Secondary Principals' Association president Deidre Shea said schools were putting the money to good use.
"Schools are for example hiring extra folk to put time into working with the young people as a youth worker, for extra counselling time, for extra psychology time, that kind of thing."
Shea said there was a backlog of applications in Auckland, where ministry figures showed only 20 per cent of the region's $12m share of the fund had been allocated.
However, she said the ministry had assured principals it process the applications faster.
Ministry figures showed daily attendance in the last week of term three averaged 88.5 per cent - almost exactly the 88.6 percent average attendance rate recorded by the ministry's annual survey of attendance in term two last year.
However, Education Minister Chris Hipkins said schools had an attendance problem prior to the Covid-19 outbreak, and the pandemic had made it worse.
"Some of those kids who were irregular attenders before Covid-19 have been even more irregular in their attendance post-Covid-19," he said.
"We are seeing fewer students leaving the school system, but not leaving and attending regularly are different things and so some of those students whilst still enrolled aren't showing up as regularly as they need to be."
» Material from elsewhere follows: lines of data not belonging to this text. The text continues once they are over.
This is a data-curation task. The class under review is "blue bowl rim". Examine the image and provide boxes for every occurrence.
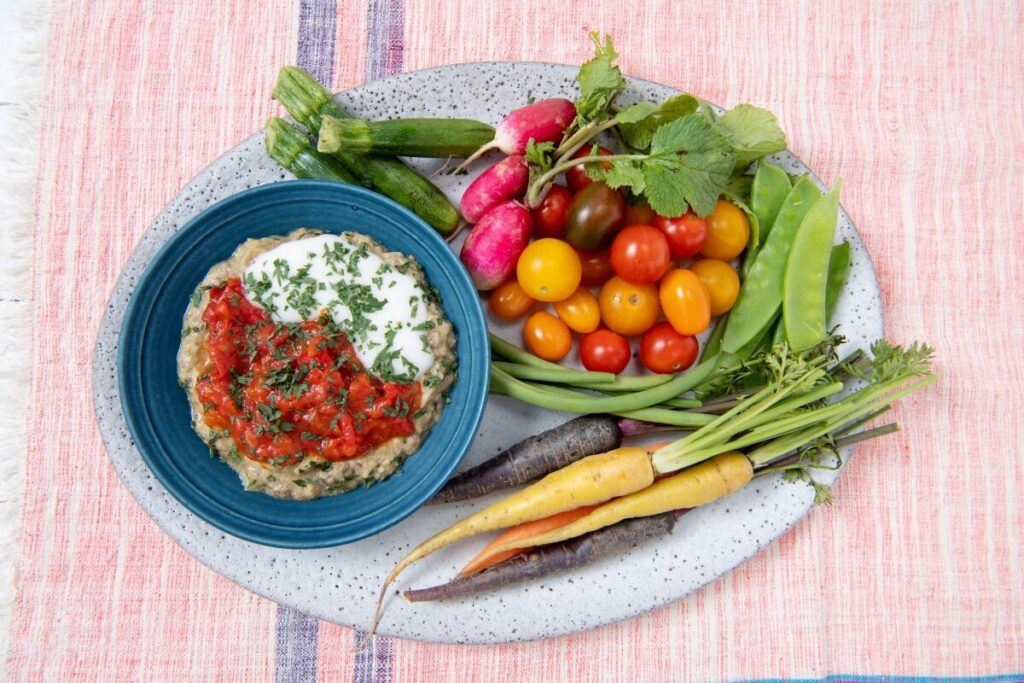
[116,179,490,548]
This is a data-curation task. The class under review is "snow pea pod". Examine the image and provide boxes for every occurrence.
[700,312,729,361]
[721,176,823,354]
[824,241,851,322]
[769,241,849,347]
[783,182,842,351]
[750,162,792,243]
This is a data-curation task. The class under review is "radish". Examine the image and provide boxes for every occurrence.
[454,98,576,172]
[460,156,529,223]
[459,201,532,290]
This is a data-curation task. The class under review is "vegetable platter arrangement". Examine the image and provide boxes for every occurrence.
[96,32,935,644]
[258,34,936,637]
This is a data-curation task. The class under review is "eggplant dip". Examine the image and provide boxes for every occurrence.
[177,228,456,500]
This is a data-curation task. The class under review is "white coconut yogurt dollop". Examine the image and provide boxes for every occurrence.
[241,233,435,380]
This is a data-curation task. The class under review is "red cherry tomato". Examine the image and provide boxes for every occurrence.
[566,145,613,191]
[653,212,707,259]
[578,249,613,286]
[579,328,631,374]
[609,225,671,285]
[531,184,573,238]
[639,322,699,374]
[625,203,656,226]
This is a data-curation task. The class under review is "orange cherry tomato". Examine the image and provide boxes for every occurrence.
[625,203,656,226]
[658,268,711,335]
[553,287,601,333]
[488,280,535,319]
[701,200,750,260]
[516,238,582,302]
[598,276,661,336]
[523,311,572,361]
[578,248,613,287]
[689,259,740,316]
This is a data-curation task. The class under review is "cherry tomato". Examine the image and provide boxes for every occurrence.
[565,182,627,251]
[653,212,707,259]
[689,259,740,316]
[610,225,671,285]
[625,203,656,226]
[640,322,699,374]
[701,199,750,260]
[578,248,613,286]
[523,311,572,361]
[579,328,631,373]
[531,184,573,238]
[598,276,660,336]
[516,238,582,302]
[488,280,535,319]
[553,287,601,333]
[658,268,711,335]
[566,145,613,191]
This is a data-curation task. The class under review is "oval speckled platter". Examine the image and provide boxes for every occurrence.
[93,62,883,644]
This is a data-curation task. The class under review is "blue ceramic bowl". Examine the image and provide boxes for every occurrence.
[118,181,489,548]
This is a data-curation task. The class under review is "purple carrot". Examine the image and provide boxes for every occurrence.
[404,511,678,602]
[430,415,621,504]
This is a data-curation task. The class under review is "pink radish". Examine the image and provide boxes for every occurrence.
[454,98,576,172]
[460,156,529,223]
[460,201,533,290]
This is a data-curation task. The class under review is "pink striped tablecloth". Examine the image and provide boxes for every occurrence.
[7,1,1023,681]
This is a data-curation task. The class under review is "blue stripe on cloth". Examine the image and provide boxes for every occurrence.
[275,606,320,683]
[274,2,338,681]
[352,3,403,679]
[364,0,405,82]
[297,0,338,84]
[739,676,1024,683]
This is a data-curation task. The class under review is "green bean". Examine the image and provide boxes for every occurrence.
[722,176,823,354]
[493,380,713,428]
[490,333,672,392]
[489,356,720,415]
[825,241,851,324]
[491,361,615,385]
[783,182,842,351]
[750,162,792,243]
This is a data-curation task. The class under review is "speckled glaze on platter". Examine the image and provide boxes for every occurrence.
[93,62,883,644]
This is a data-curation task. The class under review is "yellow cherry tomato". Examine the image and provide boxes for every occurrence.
[488,280,535,319]
[523,311,572,361]
[689,259,740,316]
[659,268,711,335]
[516,238,582,302]
[598,276,661,336]
[553,287,601,333]
[701,199,750,260]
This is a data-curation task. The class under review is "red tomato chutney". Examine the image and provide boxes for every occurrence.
[194,278,421,466]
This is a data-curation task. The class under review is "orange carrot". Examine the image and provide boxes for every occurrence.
[458,505,600,577]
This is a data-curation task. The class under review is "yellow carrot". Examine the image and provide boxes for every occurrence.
[465,451,753,567]
[457,442,673,578]
[362,447,655,642]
Principals' Federation president Perry Rush said a significant group of young people was struggling to attend classes regularly.
He said principals were grateful for the fund, but some were not happy their applications had been turned down.
"Some schools have applications that have been rejected while other schools have had very similar applications approved, so that's a concern. We notice significant delays so there is in many instances six to eight weeks, and we have some schools, a significant number of schools, still waiting to hear the outcome of their application."
Rush said some schools had been told the fund had been over-subscribed, and the fund might be too focused on applications for help with student attendance rather than other problems related to the pandemic.